Em relação especificamente à Grécia, líderes do Syriza disseram que querem salvar a Europa. Antes de mais nada, da irracionalidade económica destrutiva da eurozona ao não ter um banco central real. Este defeito foi construído deliberadamente na eurozona, a fim de forçar um monopólio de bancos comerciais e detentores de títulos suficientemente poderosos para ganhar o controle de governos, rejeitando a política e os referendos democráticos.
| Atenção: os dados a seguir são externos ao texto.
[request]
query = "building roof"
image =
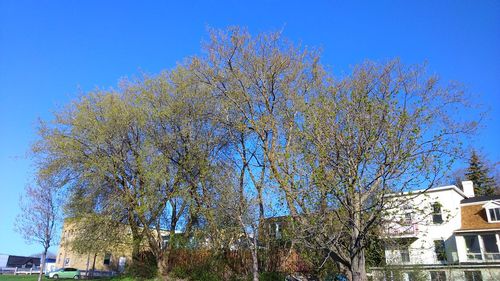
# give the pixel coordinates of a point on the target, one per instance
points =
(480, 199)
(19, 261)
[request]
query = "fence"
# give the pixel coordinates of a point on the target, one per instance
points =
(36, 270)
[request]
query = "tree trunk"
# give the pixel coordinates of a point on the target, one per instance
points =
(93, 266)
(358, 269)
(162, 263)
(255, 259)
(42, 264)
(88, 265)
As regras da eurozona – os tratados de Maastricht e Lisboa – destinam-se a impedir governos de incidirem em défices orçamentais injectando dinheiro na economia para reviver o emprego. O novo objectivo é apenas resgatar detentores de títulos e bancos de maus empréstimos e mesmo de empréstimos fraudulentos, salvando-os a expensas públicas. As economias são obrigadas a voltarem-se para empréstimos da banca comercia a fim de obter o dinheiro que precisam para crescer. Este princípio precisa ser rejeitado pois viola um direito soberano básico dos governos e da democracia económica.

Uma vez que uma economia está financeira defeituosa por (1) não ter um banco central para financiar despesa governamental, e (2) pela limitação dos défices orçamentais do governo a apenas 3% do PIB, a economia deve contrair-se. Uma economia em contracção significará menos receitas fiscais e, portanto, défices no orçamento do governo mais profundos e elevação da dívida governamental.

O supremo assassínio é a exigência do BCE, FMI e CE de que governos paguem suas dívidas através da privatização da infraestrutura pública, recursos naturais, terra e outros activos no domínio público. Para agravar esta exigência, a Troika impediu a Grécia de vender pela oferta mais alta, se fosse a Gazprom ou outra companhia russa. A política financeira tornou-se portanto militarizada com parte da política de Nova Guerra-fria da NATO. Economias devedoras estão destinadas a vender a euro-cleptocratas – em termos financiados pelos bancos, de modo a que encargos de juros do acordo absorvam todos os lucros, deixando os governos sem muita receita fiscal. 
07/Julho/2015
[1] Este é o tema do meu livro Super Imperialism: The Economic Strategy of American Empire (1972, new ed., 2002).
[2] O vídeo pode ser visto aqui: 
www.guengl.eu/... (apareço cerca do minuto 37).
[3] 
resistir.info/grecia/declaracao_delphi.html
[4] Resumo este debate entre Keynes e seus antagonistas em Trade, Development and Foreign Debt (new ed. ISLET 2009), chapter 16.